History and Physical:
In April TJC posted 4 new frequently asked questions or standards interpretations, at least 3 of which are very important and frequently asked. The first discusses an inpatient who has an H+P performed at the time of admission, who will later in the hospitalization undergo a surgical procedure and, if there must be any update to the H+P. This subject was addressed in an FAQ years ago that was later removed and its return is very welcomed. The answer is no, there is no need to update the H+P for the inpatient because there are daily assessments and progress notes since the time of admission.
A second FAQ also discusses the history and physical and this one is really important to understand. They discuss the outpatient who has an H+P performed as an outpatient less than 24 hours before they come to the hospital for a surgical procedure (e.g., H&P at 4 pm the day prior to surgery scheduled at 7 am the next day), if whether that H+P requires an update or not. The answer is YES, the H+P performed on an outpatient anytime up to 30 days prior to the day of their arrival and registration, does need an update. The only way you can omit the H+P is if the patient arrives and registers for their surgery, has an H+P performed and then several hours later will have the surgery. In this case, the H+P was performed after arrival, after registration and the patient has been monitored by your organization since the H+P was performed, thus no update is needed. This is very often a difficult issue for staff and physicians to understand.
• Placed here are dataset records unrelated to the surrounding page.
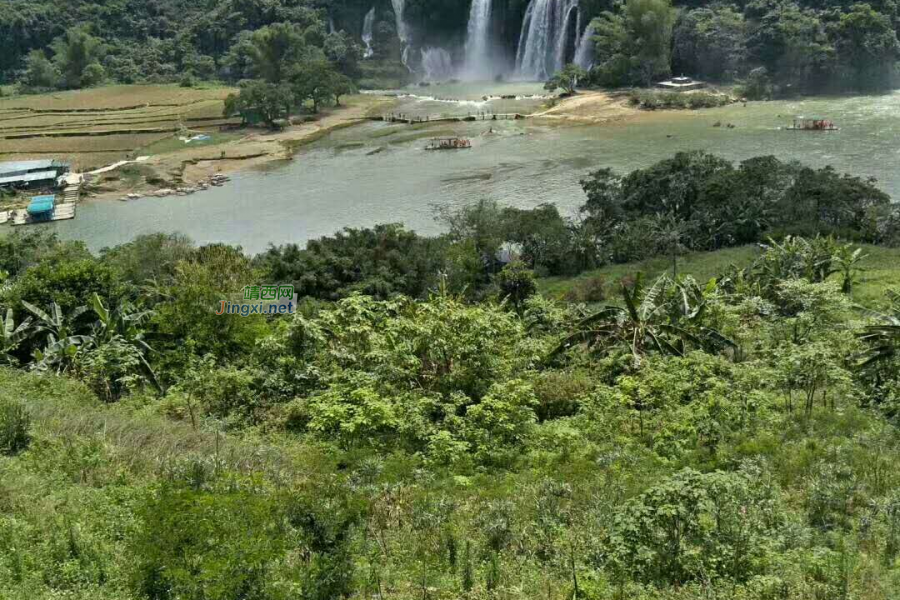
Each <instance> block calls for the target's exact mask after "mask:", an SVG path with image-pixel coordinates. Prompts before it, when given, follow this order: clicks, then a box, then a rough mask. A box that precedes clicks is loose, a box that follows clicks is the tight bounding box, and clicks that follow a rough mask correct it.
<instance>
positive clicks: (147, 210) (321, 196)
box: [48, 84, 900, 252]
mask: <svg viewBox="0 0 900 600" xmlns="http://www.w3.org/2000/svg"><path fill="white" fill-rule="evenodd" d="M413 93H416V94H420V95H423V94H430V95H434V96H437V97H441V98H457V99H463V100H464V101H463V102H446V101H435V100H430V99H427V98H421V97H418V98H413V97H406V98H401V99H400V107H398V108H397V109H395V110H397V111H401V112H405V113H407V114H417V115H436V114H440V113H444V114H467V113H478V112H483V111H487V112H497V113H500V112H515V111H518V112H529V111H531V110H533V109H534V108H536V107H537V106H539V105H540V104H541V102H542V100H540V99H535V98H529V97H521V98H520V99H518V100H497V101H489V102H484V101H482V100H481V99H480V98H481V95H483V94H485V93H497V94H518V95H520V96H529V95H531V94H539V93H540V87H539V86H536V85H534V84H503V85H501V86H493V87H490V88H484V89H474V88H472V87H471V86H469V87H465V86H462V85H459V86H443V87H439V88H438V87H435V88H430V89H427V90H415V91H414V92H413ZM795 116H806V117H814V116H822V117H826V118H829V119H831V120H833V121H835V122H836V123H837V124H838V125H839V126H840V127H841V131H839V132H828V133H824V132H816V133H813V132H791V131H784V130H781V129H779V128H780V127H782V126H786V125H788V124H790V122H791V120H792V118H793V117H795ZM716 121H721V122H722V123H726V124H727V123H732V124H734V126H735V127H734V128H733V129H729V128H726V127H720V128H715V127H713V123H715V122H716ZM490 127H493V133H492V134H491V133H489V129H490ZM440 135H462V136H468V137H470V138H472V146H473V147H472V149H470V150H461V151H453V152H425V151H423V147H424V146H425V145H426V140H427V138H429V137H432V136H440ZM694 149H703V150H708V151H710V152H713V153H716V154H718V155H720V156H723V157H726V158H728V159H733V160H741V159H745V158H749V157H752V156H759V155H766V154H773V155H775V156H777V157H779V158H781V159H797V160H800V161H803V162H804V163H806V164H809V165H810V166H817V167H818V166H825V165H832V166H833V167H834V168H835V169H837V170H839V171H843V172H848V173H852V174H856V175H861V176H871V177H875V178H877V180H878V184H879V186H880V187H881V188H882V189H884V190H885V191H886V192H888V193H889V194H891V195H892V196H893V197H895V198H900V171H898V169H897V165H898V159H900V93H894V94H889V95H882V96H863V97H846V98H818V99H814V100H803V101H778V102H759V103H750V104H749V105H747V106H743V105H741V104H736V105H731V106H728V107H724V108H717V109H708V110H702V111H691V112H689V111H682V112H661V113H652V114H647V115H645V116H642V117H641V118H640V119H637V120H629V121H624V122H620V123H612V124H606V125H561V124H559V123H556V122H546V121H542V120H533V119H526V120H521V121H497V122H475V123H454V124H449V125H448V124H431V125H416V126H410V125H403V124H388V123H380V122H369V123H366V124H362V125H359V126H356V127H352V128H349V129H344V130H340V131H337V132H335V133H333V134H332V135H330V136H328V137H327V138H325V139H323V140H320V141H319V142H316V143H315V144H312V145H310V146H307V147H306V148H304V149H302V150H301V151H299V152H298V153H297V155H296V156H295V158H294V160H292V161H290V162H287V163H285V164H281V165H279V166H277V167H273V168H268V169H266V170H265V171H260V172H248V173H243V174H240V175H237V176H235V177H234V178H233V179H232V181H231V182H230V183H229V184H228V185H226V186H225V187H222V188H214V189H211V190H209V191H206V192H202V193H198V194H195V195H192V196H187V197H169V198H144V199H140V200H135V201H130V202H117V201H94V202H86V203H84V204H82V205H81V206H79V208H78V217H77V219H75V220H73V221H64V222H58V223H53V224H50V225H48V227H53V228H55V230H56V231H57V232H58V233H59V234H60V236H61V237H63V238H66V239H81V240H84V241H85V242H86V243H87V244H88V246H89V247H91V248H92V249H94V250H98V249H100V248H102V247H104V246H112V245H116V244H119V243H122V242H126V241H128V240H131V239H132V238H134V237H135V236H137V235H139V234H142V233H149V232H156V231H165V232H180V233H184V234H186V235H188V236H189V237H191V238H192V239H193V240H194V241H196V242H198V243H206V242H213V241H216V242H224V243H229V244H236V245H240V246H242V247H243V248H244V249H245V250H246V251H248V252H259V251H261V250H264V249H265V248H266V247H267V246H268V245H269V244H283V243H287V242H295V243H301V244H302V243H305V242H306V241H307V240H309V239H311V238H316V237H320V236H323V235H329V234H332V233H334V232H335V231H337V230H339V229H341V228H343V227H365V226H371V225H375V224H377V223H387V222H402V223H404V224H406V225H407V226H409V227H410V228H413V229H415V230H417V231H419V232H422V233H436V232H439V231H440V224H439V223H438V222H436V221H435V218H434V215H435V207H436V206H442V205H461V204H465V203H469V202H473V201H475V200H478V199H480V198H490V199H494V200H496V201H498V202H500V203H503V204H508V205H513V206H518V207H533V206H536V205H538V204H541V203H545V202H552V203H555V204H556V205H557V206H559V207H560V209H561V210H563V211H564V212H566V213H569V214H572V213H574V212H575V211H576V210H577V208H578V206H579V205H580V204H582V203H583V200H584V197H583V193H582V191H581V188H580V186H579V183H578V181H579V179H580V178H581V177H582V176H584V175H585V174H586V173H588V172H589V171H591V170H593V169H596V168H599V167H604V166H608V167H612V168H613V169H615V170H618V171H621V172H627V171H629V170H632V169H635V168H637V167H644V166H647V165H650V164H652V163H654V162H656V161H659V160H661V159H664V158H668V157H670V156H671V155H672V154H674V153H675V152H678V151H681V150H694ZM376 151H377V152H376Z"/></svg>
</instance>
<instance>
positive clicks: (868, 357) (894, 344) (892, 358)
mask: <svg viewBox="0 0 900 600" xmlns="http://www.w3.org/2000/svg"><path fill="white" fill-rule="evenodd" d="M886 293H887V296H888V299H889V300H890V302H891V310H890V312H889V313H877V312H873V311H870V310H866V309H863V312H864V314H866V315H867V316H869V317H871V318H873V319H875V320H876V321H877V322H876V323H875V324H873V325H869V326H867V327H865V328H863V330H862V331H861V332H860V333H859V339H860V341H862V342H863V343H864V344H865V345H866V351H865V352H864V353H863V354H862V356H861V357H860V358H861V359H862V362H861V363H860V365H859V366H860V367H861V368H863V369H868V368H871V367H875V368H877V367H878V366H880V365H882V364H886V363H889V362H890V361H892V360H894V359H895V358H896V357H897V350H898V348H900V293H898V292H896V291H893V290H888V291H887V292H886Z"/></svg>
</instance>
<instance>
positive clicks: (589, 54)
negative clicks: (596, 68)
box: [574, 23, 595, 69]
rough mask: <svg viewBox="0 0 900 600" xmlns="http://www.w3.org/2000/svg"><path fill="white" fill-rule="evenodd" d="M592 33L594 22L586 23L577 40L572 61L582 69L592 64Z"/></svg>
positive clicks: (593, 47)
mask: <svg viewBox="0 0 900 600" xmlns="http://www.w3.org/2000/svg"><path fill="white" fill-rule="evenodd" d="M594 33H595V32H594V24H593V23H588V26H587V27H585V28H584V33H582V34H581V39H580V40H579V41H578V49H577V50H576V51H575V61H574V62H575V64H576V65H578V66H579V67H581V68H582V69H590V68H591V67H592V66H594Z"/></svg>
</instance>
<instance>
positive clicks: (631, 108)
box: [531, 91, 642, 124]
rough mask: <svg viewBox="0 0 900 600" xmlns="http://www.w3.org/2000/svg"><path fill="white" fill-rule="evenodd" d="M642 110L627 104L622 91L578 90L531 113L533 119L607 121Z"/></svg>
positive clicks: (633, 116)
mask: <svg viewBox="0 0 900 600" xmlns="http://www.w3.org/2000/svg"><path fill="white" fill-rule="evenodd" d="M641 112H642V111H640V110H638V109H637V108H634V107H633V106H630V105H629V104H628V97H627V95H626V94H625V93H624V92H597V91H585V92H578V94H576V95H575V96H572V97H571V98H564V99H563V100H561V101H560V102H559V103H558V104H557V105H556V106H554V107H553V108H550V109H548V110H545V111H542V112H537V113H534V114H532V115H531V118H533V119H555V120H560V121H566V122H572V123H592V124H598V123H608V122H610V121H618V120H620V119H624V118H627V117H634V116H636V115H639V114H641Z"/></svg>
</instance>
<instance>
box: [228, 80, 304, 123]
mask: <svg viewBox="0 0 900 600" xmlns="http://www.w3.org/2000/svg"><path fill="white" fill-rule="evenodd" d="M295 104H296V99H295V96H294V93H293V90H292V89H291V88H290V86H287V85H277V84H274V83H262V82H259V81H253V82H249V83H247V84H245V85H243V86H241V90H240V92H238V93H237V94H230V95H229V96H228V97H227V98H226V99H225V109H224V115H225V116H226V117H232V116H234V115H238V114H239V115H241V119H242V120H243V121H244V123H245V124H246V123H248V122H253V121H255V120H256V119H259V120H261V121H262V122H263V123H265V124H266V125H267V126H268V127H269V128H271V129H275V128H276V127H277V126H278V121H279V120H280V119H284V118H287V117H288V116H289V115H290V111H291V109H292V107H293V106H294V105H295Z"/></svg>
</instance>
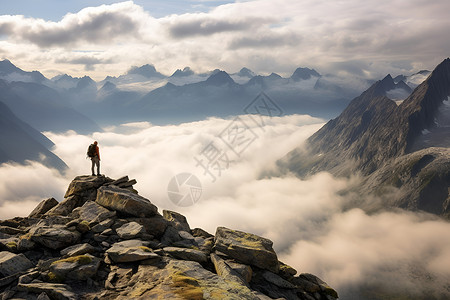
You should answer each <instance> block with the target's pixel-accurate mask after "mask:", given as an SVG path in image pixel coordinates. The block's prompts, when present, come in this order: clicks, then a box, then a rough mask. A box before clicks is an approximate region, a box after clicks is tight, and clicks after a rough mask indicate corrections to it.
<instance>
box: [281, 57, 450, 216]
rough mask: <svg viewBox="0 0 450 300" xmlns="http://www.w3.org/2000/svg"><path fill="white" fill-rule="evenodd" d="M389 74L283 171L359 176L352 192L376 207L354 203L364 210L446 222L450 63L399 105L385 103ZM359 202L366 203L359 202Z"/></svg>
mask: <svg viewBox="0 0 450 300" xmlns="http://www.w3.org/2000/svg"><path fill="white" fill-rule="evenodd" d="M399 85H400V87H401V86H403V85H404V83H402V82H399V83H395V81H394V79H393V78H392V77H391V76H390V75H388V76H386V77H385V78H384V79H383V80H380V81H377V82H376V83H374V84H373V85H372V86H371V87H370V88H369V89H368V90H366V91H365V92H364V93H362V94H361V95H360V96H358V97H356V98H354V99H353V100H352V101H351V103H350V104H349V105H348V107H347V108H346V109H345V110H344V111H343V112H342V113H341V114H340V115H339V116H338V117H337V118H335V119H332V120H330V121H329V122H328V123H326V124H325V125H324V126H323V127H322V128H321V129H320V130H319V131H317V132H316V133H315V134H313V135H312V136H311V137H310V138H309V139H308V140H307V145H306V146H305V147H303V146H302V147H299V148H297V149H294V150H293V151H291V152H290V153H289V154H288V155H287V156H286V157H284V158H283V159H282V160H280V161H279V166H280V167H281V169H284V170H285V171H286V170H289V171H291V172H294V173H295V174H297V175H298V176H301V177H304V176H309V175H312V174H315V173H317V172H320V171H327V172H330V173H332V174H334V175H337V176H351V175H352V174H360V176H362V178H363V180H362V181H361V184H360V185H359V186H357V187H353V190H352V192H355V191H357V192H358V193H359V195H361V194H363V195H368V194H371V195H376V196H377V197H378V198H379V201H371V202H370V203H358V200H356V202H355V203H354V205H355V206H359V207H365V208H367V209H369V210H379V209H386V208H393V207H400V208H405V209H409V210H421V211H426V212H429V213H434V214H438V215H442V216H444V217H446V218H449V217H450V196H449V190H450V150H449V147H450V126H449V119H450V114H449V112H450V110H449V108H448V107H449V99H450V98H449V96H450V59H448V58H447V59H446V60H444V61H443V62H442V63H440V64H439V65H438V66H437V67H436V68H435V70H434V71H433V72H431V74H430V75H429V76H428V78H427V79H426V80H425V81H424V82H422V83H421V84H420V85H418V86H417V87H416V88H415V89H414V91H413V92H412V93H411V94H410V95H409V96H408V97H407V98H406V99H405V100H404V101H402V102H401V103H399V102H395V101H393V100H391V99H390V98H388V97H387V93H388V91H390V90H393V89H395V88H398V86H399ZM358 198H359V199H364V198H367V197H358Z"/></svg>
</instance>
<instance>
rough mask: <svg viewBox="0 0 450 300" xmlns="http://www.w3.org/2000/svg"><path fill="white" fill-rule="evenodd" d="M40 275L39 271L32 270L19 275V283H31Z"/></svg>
mask: <svg viewBox="0 0 450 300" xmlns="http://www.w3.org/2000/svg"><path fill="white" fill-rule="evenodd" d="M39 275H40V273H39V271H37V270H36V271H32V272H29V273H26V274H24V275H22V276H20V277H19V283H30V282H32V281H33V280H35V279H36V278H38V277H39Z"/></svg>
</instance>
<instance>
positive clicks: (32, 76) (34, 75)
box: [0, 59, 49, 84]
mask: <svg viewBox="0 0 450 300" xmlns="http://www.w3.org/2000/svg"><path fill="white" fill-rule="evenodd" d="M0 79H4V80H6V81H24V82H35V83H43V84H46V83H48V82H49V80H48V79H47V78H45V76H44V75H42V74H41V73H40V72H38V71H32V72H25V71H23V70H21V69H19V68H17V67H16V66H15V65H13V64H12V63H11V62H10V61H9V60H7V59H5V60H3V61H0Z"/></svg>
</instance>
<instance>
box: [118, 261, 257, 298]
mask: <svg viewBox="0 0 450 300" xmlns="http://www.w3.org/2000/svg"><path fill="white" fill-rule="evenodd" d="M130 282H132V283H133V284H132V285H130V286H129V287H128V288H127V289H126V290H125V291H124V292H123V293H122V294H121V296H122V297H119V298H118V299H247V300H259V298H258V297H257V296H256V295H254V294H253V292H252V291H251V290H250V289H249V288H248V287H247V286H245V285H241V284H237V283H236V282H234V281H229V280H226V279H224V278H222V277H220V276H218V275H217V274H214V273H212V272H210V271H208V270H206V269H204V268H203V267H202V266H201V265H200V264H199V263H197V262H194V261H187V260H174V259H169V260H168V261H163V262H162V263H161V264H159V265H157V266H153V265H140V266H139V269H138V271H137V272H136V274H134V275H133V277H132V279H131V280H130Z"/></svg>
By way of warning we would advise not trying to outsmart the system by registering the patient the day before their surgery and letting them go home, thinking you can avoid the H+P update. If the patient has gone home, has not been observed and monitored, then you are always going to need to update the H+P.
The third FAQ discusses the required elements of a complete titration order, a subject we have addressed multiple times in this newsletter. TJC states each titration order must include the name of the medication, the route, the initial or starting infusion rate, the incremental rate the infusion can be increased or decreased, the frequency at which you can adjust the rate, and the objective endpoint for the infusion such as a RASS or a blood pressure. Although not stated in the FAQ we would add that each time you adjust a rate there should be documentation that indicates why an adjustment was needed, and that the patient responded as expected. This means an assessment of need and a reassessment of effect should be documented.
So, for example if the RASS goal is -3 and you increase the rate, you want to make sure you document that the patient was not at a -3, and then re-evaluate the patient after the adjustment to see if they now reached the -3. We have seen the significant difficulty hospitals have documenting their sedation titrations completely. This problem is intensified if you are using 2 sedating agents and have indicated both are intended to achieve a RASS score. The problem is there is no guidance on adjusting drug 1 or drug 2. If one drug is really used for pain, and the second for sedation, make sure your orders state the correct indications. Also, be careful when patients have pre-existing conditions such as a head injury that results in an observed RASS that is already deeper than the prescribed goal.
The 4th FAQ is not what we would call a burning issue. It deals with linen management and keeping linens clean in storage. TJC does not have any specific linen standards, but they refer readers to the CDC and the National Association of Institutional Linen Management. As you might expect they advise carts stored in hallways must be protected from contamination by using covers. However small carts used to distribute linens, out and exposed for only a short period of time, need not have covers. Our recommendation is to select a national guideline to follow, update your policy and train staff. You may want to consider a risk assessment to validate your procedures for keeping linens clean until used.
Storage of Sterile Supplies outside of Central Sterile:
There is a fifth issue that has not yet resulted in a published FAQ, but we have seen responses on the issue provided to the TJC Consultant Forum and to two different hospitals. The issue is the multiple locations in a hospital where you might want to keep a small quantity of sterile items processed by your central sterile supply department. For example, a chest tube insertion tray in a surgical ICU or a trauma tray in the ED trauma room. We have seen many RFI’s on this issue for a failure to document daily temperature and humidity measurement to verify storage conditions compliant with AAMI. While this sort of monitoring is clearly required in the large centralized storage location maintained by central sterile, many organizations have struggled with these satellite locations. TJC has recognized that these satellite locations with small quantities of sterile items need some additional flexibility, but at this time we see nuances between the different responses that don’t yet make us comfortable on how to bullet proof the process from criticism.